Diese Unbefangenheit, einfach etwas auszuprobieren ohne es zu bewerten ist zum Improvisieren sehr kostbar! Dazu gehört, das Kindliche in sich zu behalten und sich zu freuen, dass man etwas zum Klingen gebracht hat.

Das schließt aber nicht aus, dass man (als Schüler) auch nach Vorgaben improvisiert, die, wie ich in meinem letzten Post geschrieben habe, die Möglichkeiten eingrenzen. Das kann sehr motivieren, weil es sofort gut klingt. Der Schüler bekommt Ideen an die Hand, die er weiter entwickeln und variieren kann und so immer freier wird.

Es gibt auch in der Improvisation nicht nur eine Herangehensweise! :004:

Liebe Grüße

chiarina
 
Die Miene hilft eben nicht wenn man nur das Resultat ansieht. Auch Wort, die Beschreibung wie man zu Hause übt, kann verfälscht sein.

Ich glaube nur das Vorzeigen des Übevorgangs ermöglicht es dem Lehrer klar zu erkennen ob die Anweisung richtig umgesetzt wurde.
Wie gesagt welcher Lehrer macht das schon?

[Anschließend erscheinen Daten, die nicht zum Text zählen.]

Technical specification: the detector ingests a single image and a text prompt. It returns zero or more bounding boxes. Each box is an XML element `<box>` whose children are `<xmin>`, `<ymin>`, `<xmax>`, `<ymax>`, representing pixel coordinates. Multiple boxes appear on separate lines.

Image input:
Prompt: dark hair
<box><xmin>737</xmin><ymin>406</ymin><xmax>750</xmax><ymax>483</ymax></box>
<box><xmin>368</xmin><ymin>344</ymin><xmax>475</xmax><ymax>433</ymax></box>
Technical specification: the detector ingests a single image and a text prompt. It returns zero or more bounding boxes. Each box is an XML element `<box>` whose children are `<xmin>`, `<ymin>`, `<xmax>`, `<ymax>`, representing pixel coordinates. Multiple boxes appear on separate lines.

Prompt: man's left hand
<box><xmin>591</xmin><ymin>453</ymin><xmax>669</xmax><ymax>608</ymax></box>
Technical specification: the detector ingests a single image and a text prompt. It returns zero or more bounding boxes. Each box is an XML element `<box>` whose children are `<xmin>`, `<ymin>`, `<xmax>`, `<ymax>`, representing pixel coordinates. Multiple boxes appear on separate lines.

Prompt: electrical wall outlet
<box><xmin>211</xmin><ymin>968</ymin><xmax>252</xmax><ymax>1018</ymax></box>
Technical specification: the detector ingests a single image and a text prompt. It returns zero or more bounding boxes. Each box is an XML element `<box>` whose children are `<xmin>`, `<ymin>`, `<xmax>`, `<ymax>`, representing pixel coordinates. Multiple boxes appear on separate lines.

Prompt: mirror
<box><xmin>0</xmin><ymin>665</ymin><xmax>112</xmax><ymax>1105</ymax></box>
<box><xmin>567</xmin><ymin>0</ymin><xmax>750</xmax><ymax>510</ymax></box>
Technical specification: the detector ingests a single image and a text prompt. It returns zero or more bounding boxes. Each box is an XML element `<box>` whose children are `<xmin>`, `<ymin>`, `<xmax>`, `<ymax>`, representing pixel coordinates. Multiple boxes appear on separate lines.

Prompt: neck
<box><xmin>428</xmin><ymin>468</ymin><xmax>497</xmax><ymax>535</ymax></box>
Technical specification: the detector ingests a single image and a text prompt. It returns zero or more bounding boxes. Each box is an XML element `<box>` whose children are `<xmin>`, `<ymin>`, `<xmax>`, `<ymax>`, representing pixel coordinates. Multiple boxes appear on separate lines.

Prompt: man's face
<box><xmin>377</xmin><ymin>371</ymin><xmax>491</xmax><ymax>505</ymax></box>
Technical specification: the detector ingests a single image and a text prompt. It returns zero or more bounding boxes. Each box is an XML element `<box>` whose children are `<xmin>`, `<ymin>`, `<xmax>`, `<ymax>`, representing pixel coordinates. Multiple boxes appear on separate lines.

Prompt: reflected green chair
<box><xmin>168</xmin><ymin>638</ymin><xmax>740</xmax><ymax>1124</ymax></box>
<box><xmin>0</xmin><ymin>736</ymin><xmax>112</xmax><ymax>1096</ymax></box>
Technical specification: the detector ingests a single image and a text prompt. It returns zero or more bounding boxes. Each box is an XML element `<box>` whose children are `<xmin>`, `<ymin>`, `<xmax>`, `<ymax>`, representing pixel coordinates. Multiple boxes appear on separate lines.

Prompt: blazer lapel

Einige Lehrer machen das. Oft übt der Schüler dann aber richtig, weil er beobachtet wird.
 
Ich gratuliere dir, wenn du das machst.
Man muss dem Schüler aber dann ein neues und unbekanntes Stück vorsetzen. Die Sache filmen und mit ihm dann analysieren.
Hatte schon eine Schulung (nicht Klavier) da wurde ich gefilmt und dann analysiert (das Material wurde dann natürlich gleich wieder gelöscht). Wenn man sich selbst sieht und hört ist das zuerst oft etwas peinlich. Aber die Fehler werden einem extrem bewusst. Sehr lehrreich.
Macht hier sicher kaum einer das mit dem Video. Wozu auch moderne Methoden einsetzen?;-)
Habe ich das jetzt gerade erfunden für den Klavierunterricht?
Ich zeuge euch Lehrern noch wie man über das Wasser läuft. :-D
 
Gähn, schnarch.
Selbstverständlich mache ich (so wie viele andere Lehrer) das auch, dass ich mal kurz was filme, damit der Schüler "von außen" wahrnehmen kann, was er da gerade macht, bzw. mir meine Behauptungen glaubt.

Das ist ja nun mittlerweile ein alter Hut.